Lo cierto es, q durante un par d días, estaba preocupado por España y los españoles.
— David (@Dsagunt) February 15, 2024
Q el cloroformo social y los tentáculos de la Agenda 2030, con sus Gobiernos, sindicatos, prensa, TV, radio, burócratas de Bruselas; habían hecho mella.
Y me encuentro una #tractorada en Madrid pic.twitter.com/TSyi6JZVE0
Le ministre échoue à mettre fin aux mobilisations des Espagnols
En fin d’après-midi, le ministre avait reçu les trois principaux syndicats d’agriculteurs et d’éleveurs (Asaja, Coag et UPA), au lendemain d’une réunion avec les différents représentants du secteur alimentaire.
À l’issue de cette rencontre, Luis Planas a annoncé un paquet de mesures répondant, selon lui, « aux trois » revendications du secteur. Il a ainsi expliqué qu’il plaiderait « le 26 [février] à Bruxelles » pour une « simplification de la Pac », et qu’il défendrait aussi bien auprès de l’Union européenne qu’auprès de l’Organisation mondiale du commerce (OMC) « le principe de réciprocité dans l’utilisation des produits phytosanitaires dans la production alimentaire », soit les fameuses « clauses miroirs » pour les produits importés.
Il a également annoncé « la création d’une agence nationale d’information et de contrôle des aliments », afin d’éviter que les agriculteurs se voient obligés de vendre leur production à prix cassé.
Les syndicats ont qualifié la réunion de positive, mais ont exclu pour l’instant un accord définitif et ont annoncé qu’ils poursuivraient leurs protestations. « Nous avons constaté des progrès importants » mais « les mobilisations vont continuer », a déclaré le président d’Asaja, Pedro Barato.
À nouveau, les trois syndicats agricoles ont prévu une manifestation le 21 février à Madrid devant le ministère de l’Agriculture, suivie d’une autre le 26 toujours dans la capitale, le même jour que la réunion du conseil des ministres de l’Agriculture de l’Union européenne.
Plus d’un millier d’agriculteurs manifestent à Rome
À Rome aussi, les agriculteurs se sont donné rendez-vous le jeudi 15 février.

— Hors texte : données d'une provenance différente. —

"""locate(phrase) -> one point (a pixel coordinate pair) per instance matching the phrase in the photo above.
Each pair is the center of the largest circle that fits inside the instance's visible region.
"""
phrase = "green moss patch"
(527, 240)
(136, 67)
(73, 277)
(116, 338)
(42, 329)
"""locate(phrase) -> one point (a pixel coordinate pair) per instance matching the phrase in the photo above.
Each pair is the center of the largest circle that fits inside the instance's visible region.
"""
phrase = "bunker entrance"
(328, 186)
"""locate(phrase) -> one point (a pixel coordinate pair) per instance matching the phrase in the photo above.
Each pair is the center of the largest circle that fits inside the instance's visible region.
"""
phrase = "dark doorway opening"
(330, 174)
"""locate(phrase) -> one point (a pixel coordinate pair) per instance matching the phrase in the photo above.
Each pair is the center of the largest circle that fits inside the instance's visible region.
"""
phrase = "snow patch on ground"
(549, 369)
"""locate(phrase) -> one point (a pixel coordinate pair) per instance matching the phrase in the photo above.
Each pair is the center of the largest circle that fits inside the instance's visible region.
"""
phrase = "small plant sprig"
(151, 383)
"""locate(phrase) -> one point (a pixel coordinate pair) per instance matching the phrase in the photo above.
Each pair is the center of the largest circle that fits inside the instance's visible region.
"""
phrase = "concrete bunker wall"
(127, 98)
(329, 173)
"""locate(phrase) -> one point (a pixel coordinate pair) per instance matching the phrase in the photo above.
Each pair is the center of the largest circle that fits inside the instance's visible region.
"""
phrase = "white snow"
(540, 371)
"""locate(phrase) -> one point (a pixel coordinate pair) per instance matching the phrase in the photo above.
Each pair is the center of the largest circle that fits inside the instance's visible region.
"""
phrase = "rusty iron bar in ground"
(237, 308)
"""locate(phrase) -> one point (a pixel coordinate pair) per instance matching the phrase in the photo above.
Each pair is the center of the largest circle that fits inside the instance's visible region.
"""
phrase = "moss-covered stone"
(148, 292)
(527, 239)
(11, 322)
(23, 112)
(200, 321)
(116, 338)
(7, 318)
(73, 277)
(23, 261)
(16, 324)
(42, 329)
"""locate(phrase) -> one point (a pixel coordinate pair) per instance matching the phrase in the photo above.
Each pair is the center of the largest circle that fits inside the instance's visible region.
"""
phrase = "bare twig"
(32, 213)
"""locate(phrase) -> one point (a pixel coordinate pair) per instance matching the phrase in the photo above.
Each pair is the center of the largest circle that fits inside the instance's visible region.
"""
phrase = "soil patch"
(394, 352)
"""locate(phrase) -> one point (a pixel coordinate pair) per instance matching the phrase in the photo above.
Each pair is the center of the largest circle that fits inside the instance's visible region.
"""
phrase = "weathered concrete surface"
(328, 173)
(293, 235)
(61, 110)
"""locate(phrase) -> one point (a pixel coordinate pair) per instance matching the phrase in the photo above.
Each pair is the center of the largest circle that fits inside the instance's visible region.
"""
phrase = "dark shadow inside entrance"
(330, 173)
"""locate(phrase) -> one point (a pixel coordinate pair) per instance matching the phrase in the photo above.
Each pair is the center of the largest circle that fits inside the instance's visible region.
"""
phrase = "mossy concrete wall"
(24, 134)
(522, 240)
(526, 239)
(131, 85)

Ils étaient plus d’un millier dans la capitale italienne, conduisant notamment des tracteurs sur un grand stade antique de la ville, le Circus Maximus, a constaté l’AFP. Parallèlement, un petit groupe s’est rassemblé au Palazzo Chigi, siège du gouvernement de Giorgia Meloni, tandis qu’une délégation s’était rendue jeudi matin au siège de la Commission européenne à Rome pour remettre une lettre de revendications.
« Actuellement, les Italiens, les agriculteurs ne décident de rien », a déploré devant les journalistes l’un des représentants des agriculteurs, Pino Convertini. « Nous n’avons ni un pouvoir de négociation sur les prix, ni sur les choix politiques faits en haut lieu. Alors, que devons-nous faire ? »
Depuis le début de janvier, des agriculteurs manifestent de la Sicile jusqu’au nord de l’Italie contre la baisse de leurs revenus et la hausse de leurs coûts de production, même si l’ampleur du mouvement n’a pas atteint le niveau des rassemblements en France, en Allemagne ou en Belgique.
Le 9 février, Giorgia Meloni avait organisé une table-ronde avec des associations d’agriculteurs italiens, au cours de laquelle elle a promis la restauration d’exemptions fiscales que son gouvernement d’extrême droite avait suspendues.
Des réponses à l’échelle européenne
La Commission européenne a également fait des concessions ces dernières semaines face aux protestations à travers l’Europe, avant les élections européennes au début de juin. Bruxelles a adopté une exemption partielle pour 2024 aux obligations de jachères, revendication clé des manifestants, et abandonné un projet législatif visant à réduire l’usage des pesticides.